图2 内蒙古常福龙沟金矿区地质简图(据俞礽安等,2009)Fig.2 Generalized geological map of the Changfulonggou gold deposit, Inner Mongolia (after Yu et al., 2009) 1-第四系; 2-渣尔泰山群变质砂岩、板岩、千枚状板岩; 3-乌拉山岩群大理岩; 4-细粒钾长花岗岩; 5-似斑状角闪二长花岗岩; 6 -石英闪长岩; 7-闪长岩脉; 8-含金蚀变带位置; 9-金矿体位置及编号; 10-断层 1-Quaternary; 2-Zhaertaishan group metasandstone, slate and phyllitic slate; 3-Wulashan group marble; 4-fine grained K-feldspar granite; 5-porphyritic hornblende monzogranite; 6-quartz diorite; 7-diorite dyke; 8-Au-bearing alteration zone; 9-gold orebody; 10-fault
矿区共圈出7个矿体,其中主要矿体为Au-1号、Au-2号、 Au-3号、 Au-4号。主矿体走向约290°~300°,在平面上和剖面上都呈平行斜列特征(高帮飞等,2012;汪劲草等,2012)。其中,Au-1号为最主要矿体,呈不规则中脉状,倾向SW,倾角49°~80°,矿体连续,厚度稳定,平均品位3.74 g/t,矿体由黄铁矿化硅化构造角砾岩组成。Au-2号呈薄脉状产出,矿体倾向SW,倾角50°~60°,矿体厚度稳定,平均品位1.49 g/t,主要由硅化黄铁矿化蚀变岩组成。Au-3号矿体呈薄层脉状,倾向SW,倾角50°~60°,矿体厚度稳定,矿体由黄铁矿化硅化角砾岩、黄铁矿化变质砂岩组成。Au-4号呈薄层脉状产出,倾向SW,倾角50°~60°,厚度稳定,金品位1.94 g/t,矿体由硅化蚀变岩组成。

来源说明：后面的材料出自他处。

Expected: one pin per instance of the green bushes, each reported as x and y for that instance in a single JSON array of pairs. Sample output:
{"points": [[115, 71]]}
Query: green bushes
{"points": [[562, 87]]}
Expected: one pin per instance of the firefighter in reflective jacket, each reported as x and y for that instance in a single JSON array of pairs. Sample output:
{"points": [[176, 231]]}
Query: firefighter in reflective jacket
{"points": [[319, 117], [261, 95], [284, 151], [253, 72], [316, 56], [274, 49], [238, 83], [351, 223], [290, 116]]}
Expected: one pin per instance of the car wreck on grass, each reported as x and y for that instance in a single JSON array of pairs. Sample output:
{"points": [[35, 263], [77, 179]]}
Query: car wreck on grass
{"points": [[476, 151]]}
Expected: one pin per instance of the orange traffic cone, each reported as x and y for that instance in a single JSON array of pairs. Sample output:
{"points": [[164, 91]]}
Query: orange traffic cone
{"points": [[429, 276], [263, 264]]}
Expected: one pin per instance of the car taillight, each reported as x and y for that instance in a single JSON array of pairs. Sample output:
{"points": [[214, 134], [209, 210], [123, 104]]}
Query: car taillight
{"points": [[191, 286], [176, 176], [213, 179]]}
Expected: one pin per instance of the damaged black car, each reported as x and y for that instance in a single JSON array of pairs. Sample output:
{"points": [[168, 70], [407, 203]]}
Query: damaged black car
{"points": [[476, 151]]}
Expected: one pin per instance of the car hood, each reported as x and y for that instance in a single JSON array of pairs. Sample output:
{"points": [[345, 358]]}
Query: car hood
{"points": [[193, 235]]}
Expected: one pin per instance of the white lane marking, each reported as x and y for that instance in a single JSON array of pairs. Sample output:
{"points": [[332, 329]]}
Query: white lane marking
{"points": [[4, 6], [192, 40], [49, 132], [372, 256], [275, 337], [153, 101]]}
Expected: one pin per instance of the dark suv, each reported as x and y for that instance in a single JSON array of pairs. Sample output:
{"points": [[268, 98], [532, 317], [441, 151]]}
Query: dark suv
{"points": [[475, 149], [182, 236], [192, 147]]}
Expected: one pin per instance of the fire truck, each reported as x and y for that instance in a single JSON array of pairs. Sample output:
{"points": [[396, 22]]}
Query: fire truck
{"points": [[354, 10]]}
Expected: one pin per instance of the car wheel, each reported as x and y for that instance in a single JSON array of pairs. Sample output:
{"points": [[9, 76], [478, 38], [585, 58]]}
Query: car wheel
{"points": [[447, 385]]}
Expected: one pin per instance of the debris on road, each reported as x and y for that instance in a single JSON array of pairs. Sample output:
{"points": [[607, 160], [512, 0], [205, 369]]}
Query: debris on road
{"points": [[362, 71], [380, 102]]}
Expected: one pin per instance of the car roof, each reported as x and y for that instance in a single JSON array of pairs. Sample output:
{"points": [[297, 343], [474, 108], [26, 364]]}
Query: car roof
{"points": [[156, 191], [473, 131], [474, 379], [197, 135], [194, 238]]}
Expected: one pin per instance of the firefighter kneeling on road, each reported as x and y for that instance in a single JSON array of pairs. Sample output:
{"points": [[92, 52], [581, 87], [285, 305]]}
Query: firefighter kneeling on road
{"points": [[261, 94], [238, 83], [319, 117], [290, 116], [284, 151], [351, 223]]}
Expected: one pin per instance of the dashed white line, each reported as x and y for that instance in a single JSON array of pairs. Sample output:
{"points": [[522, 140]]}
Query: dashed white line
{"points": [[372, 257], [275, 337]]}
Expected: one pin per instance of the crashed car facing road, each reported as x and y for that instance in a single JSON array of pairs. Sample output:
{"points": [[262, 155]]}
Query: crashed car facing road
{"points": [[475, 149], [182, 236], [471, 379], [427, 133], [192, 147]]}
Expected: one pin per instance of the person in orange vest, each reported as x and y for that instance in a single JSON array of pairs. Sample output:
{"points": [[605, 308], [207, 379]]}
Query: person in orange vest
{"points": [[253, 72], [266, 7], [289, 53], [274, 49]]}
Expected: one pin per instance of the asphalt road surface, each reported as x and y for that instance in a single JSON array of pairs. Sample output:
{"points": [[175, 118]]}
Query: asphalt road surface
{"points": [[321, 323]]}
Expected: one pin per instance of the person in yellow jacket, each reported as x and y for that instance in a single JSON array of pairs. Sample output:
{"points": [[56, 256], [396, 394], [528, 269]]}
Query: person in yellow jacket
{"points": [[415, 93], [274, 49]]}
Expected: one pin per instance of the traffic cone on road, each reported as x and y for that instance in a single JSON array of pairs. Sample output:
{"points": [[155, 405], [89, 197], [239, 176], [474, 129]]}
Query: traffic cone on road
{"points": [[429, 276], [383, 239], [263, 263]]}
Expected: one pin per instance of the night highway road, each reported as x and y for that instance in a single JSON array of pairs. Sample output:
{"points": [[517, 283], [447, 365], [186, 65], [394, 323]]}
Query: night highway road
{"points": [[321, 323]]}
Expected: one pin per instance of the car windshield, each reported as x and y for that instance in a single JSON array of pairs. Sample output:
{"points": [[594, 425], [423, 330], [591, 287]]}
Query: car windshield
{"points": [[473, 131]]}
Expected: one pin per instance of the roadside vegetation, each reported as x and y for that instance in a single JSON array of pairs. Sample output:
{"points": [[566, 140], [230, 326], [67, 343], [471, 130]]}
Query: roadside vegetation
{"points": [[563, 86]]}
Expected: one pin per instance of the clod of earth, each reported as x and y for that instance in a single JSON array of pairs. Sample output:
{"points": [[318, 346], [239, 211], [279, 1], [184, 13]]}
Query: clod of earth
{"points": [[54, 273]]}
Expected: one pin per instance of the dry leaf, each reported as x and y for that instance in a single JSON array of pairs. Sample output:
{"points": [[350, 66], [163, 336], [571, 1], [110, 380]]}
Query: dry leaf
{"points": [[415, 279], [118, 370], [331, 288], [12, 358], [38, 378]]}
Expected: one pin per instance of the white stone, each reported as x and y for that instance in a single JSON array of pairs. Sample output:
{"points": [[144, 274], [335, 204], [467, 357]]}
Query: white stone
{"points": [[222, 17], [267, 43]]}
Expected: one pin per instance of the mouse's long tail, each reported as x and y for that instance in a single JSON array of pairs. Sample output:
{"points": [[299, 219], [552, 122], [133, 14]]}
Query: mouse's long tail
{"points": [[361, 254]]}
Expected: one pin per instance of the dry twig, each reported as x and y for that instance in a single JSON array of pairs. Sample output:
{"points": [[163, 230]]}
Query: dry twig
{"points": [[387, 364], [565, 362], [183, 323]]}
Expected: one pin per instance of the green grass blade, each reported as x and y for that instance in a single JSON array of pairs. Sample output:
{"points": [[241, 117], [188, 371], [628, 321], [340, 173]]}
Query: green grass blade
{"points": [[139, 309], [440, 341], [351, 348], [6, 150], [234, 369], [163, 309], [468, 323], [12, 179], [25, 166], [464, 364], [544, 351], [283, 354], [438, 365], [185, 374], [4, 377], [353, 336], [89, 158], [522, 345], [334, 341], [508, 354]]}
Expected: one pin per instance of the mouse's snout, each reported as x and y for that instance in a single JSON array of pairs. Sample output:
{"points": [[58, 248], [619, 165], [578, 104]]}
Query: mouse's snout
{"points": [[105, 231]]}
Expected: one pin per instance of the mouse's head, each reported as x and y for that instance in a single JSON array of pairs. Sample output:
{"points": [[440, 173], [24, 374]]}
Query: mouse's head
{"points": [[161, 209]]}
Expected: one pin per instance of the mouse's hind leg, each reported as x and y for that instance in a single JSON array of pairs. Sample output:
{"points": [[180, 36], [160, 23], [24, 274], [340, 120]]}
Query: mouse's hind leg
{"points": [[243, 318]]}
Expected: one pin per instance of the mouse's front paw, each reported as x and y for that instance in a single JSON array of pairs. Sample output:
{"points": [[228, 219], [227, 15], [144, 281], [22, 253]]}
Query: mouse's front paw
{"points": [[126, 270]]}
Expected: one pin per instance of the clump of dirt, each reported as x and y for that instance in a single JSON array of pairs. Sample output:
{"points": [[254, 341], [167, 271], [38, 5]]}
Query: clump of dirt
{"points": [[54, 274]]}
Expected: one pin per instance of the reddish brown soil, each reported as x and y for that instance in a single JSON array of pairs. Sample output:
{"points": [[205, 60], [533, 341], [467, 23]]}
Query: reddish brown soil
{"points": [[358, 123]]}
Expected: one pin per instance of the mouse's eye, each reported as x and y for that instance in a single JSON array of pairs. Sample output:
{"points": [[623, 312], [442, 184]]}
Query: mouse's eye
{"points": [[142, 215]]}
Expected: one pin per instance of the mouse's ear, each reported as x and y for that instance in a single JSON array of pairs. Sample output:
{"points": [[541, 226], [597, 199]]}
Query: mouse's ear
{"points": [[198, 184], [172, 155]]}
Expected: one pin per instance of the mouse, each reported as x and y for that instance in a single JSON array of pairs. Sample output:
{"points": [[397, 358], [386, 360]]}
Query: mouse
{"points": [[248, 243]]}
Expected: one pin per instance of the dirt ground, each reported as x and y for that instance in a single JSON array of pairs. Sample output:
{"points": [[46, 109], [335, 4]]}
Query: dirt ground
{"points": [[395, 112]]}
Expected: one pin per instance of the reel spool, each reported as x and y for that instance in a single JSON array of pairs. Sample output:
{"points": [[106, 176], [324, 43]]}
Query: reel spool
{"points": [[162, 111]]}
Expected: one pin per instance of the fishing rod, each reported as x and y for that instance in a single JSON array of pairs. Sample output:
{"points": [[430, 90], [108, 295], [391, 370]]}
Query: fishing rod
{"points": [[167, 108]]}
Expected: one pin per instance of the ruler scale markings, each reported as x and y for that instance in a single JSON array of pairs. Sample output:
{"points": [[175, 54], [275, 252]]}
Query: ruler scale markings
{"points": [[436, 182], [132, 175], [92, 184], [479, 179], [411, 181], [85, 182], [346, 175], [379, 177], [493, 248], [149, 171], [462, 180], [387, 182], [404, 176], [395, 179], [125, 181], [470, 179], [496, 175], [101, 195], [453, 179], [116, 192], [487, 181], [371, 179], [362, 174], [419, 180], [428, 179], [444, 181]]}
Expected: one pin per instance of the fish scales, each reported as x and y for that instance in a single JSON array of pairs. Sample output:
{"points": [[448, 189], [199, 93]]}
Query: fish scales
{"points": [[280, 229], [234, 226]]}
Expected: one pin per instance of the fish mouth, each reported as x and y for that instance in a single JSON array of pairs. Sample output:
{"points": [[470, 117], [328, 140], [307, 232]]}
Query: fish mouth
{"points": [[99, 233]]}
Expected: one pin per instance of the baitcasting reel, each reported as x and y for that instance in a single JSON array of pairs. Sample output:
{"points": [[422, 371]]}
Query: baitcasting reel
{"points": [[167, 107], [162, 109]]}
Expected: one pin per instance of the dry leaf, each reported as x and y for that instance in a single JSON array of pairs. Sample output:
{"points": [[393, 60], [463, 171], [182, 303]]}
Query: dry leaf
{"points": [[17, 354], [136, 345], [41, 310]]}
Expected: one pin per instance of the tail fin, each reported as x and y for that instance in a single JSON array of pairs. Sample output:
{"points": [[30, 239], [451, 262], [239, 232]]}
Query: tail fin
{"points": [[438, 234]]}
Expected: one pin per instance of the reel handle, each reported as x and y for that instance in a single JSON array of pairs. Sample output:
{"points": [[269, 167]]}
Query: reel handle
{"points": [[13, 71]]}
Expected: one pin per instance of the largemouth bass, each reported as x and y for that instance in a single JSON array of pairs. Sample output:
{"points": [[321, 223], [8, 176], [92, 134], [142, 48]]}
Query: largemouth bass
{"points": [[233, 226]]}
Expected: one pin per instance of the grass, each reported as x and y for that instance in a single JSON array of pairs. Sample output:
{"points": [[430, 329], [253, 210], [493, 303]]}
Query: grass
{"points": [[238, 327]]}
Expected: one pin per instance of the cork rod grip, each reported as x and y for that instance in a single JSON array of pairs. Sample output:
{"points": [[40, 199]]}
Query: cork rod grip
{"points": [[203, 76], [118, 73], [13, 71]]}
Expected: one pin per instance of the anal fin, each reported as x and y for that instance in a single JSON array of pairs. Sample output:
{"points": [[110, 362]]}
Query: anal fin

矿石中金属矿物主要为黄铁矿,少量方铅矿、黄铜矿、自然金和银金矿;脉石矿物有石英、方解石、绢云母等(俞礽安等,2009)。其中,黄铁矿发育至少2期,早期粗粒黄铁矿为立方体晶形,呈浸染状分布于蚀变岩中;成矿期黄铁矿呈粉末状-细粒状结构,呈细脉状或团块状构造分布于脉石中,是最主要的载金黄铁矿。自然金多呈它形粒状、不规则粒状集合体产于脉石矿物裂隙和粒间,少量产于黄铁矿和褐铁矿裂隙中;银金矿分布于脉石英、黄铁矿、褐铁矿裂隙中,形态多为它形粒状、不规则状,少量叶片状。
原生矿石结构有自形-半自形粒状结构、它形粒状结构、包含结构、交代残余结构、显微鳞片粒状变晶结构和压碎结构等,发育稀疏或稠密浸染状、网脉状、碎裂状、角砾状等构造,氧化矿石发育土状-蜂窝状等构造。
矿体围岩蚀变较强,主要有硅化、黄铁绢英岩化、碳酸岩化,局部见绿泥石化、黑云母化、钾化、粘土化等,其中硅化强度与金矿化呈正相关关系。
本文对常福龙沟金矿主要载金矿物黄铁矿进行了硫、铅同位素组成测定,采样位置见表1。选取具有代表性的样品,经手工逐级破碎、过筛至40~60目,然后在双目镜下挑选纯度大于99%的黄铁矿单矿物2g以上。将挑纯后的黄铁矿单矿物研磨至200目以下,供硫、铅同位素组成分析,分析测试工作均在核工业北京地质研究院分析测试研究中心完成。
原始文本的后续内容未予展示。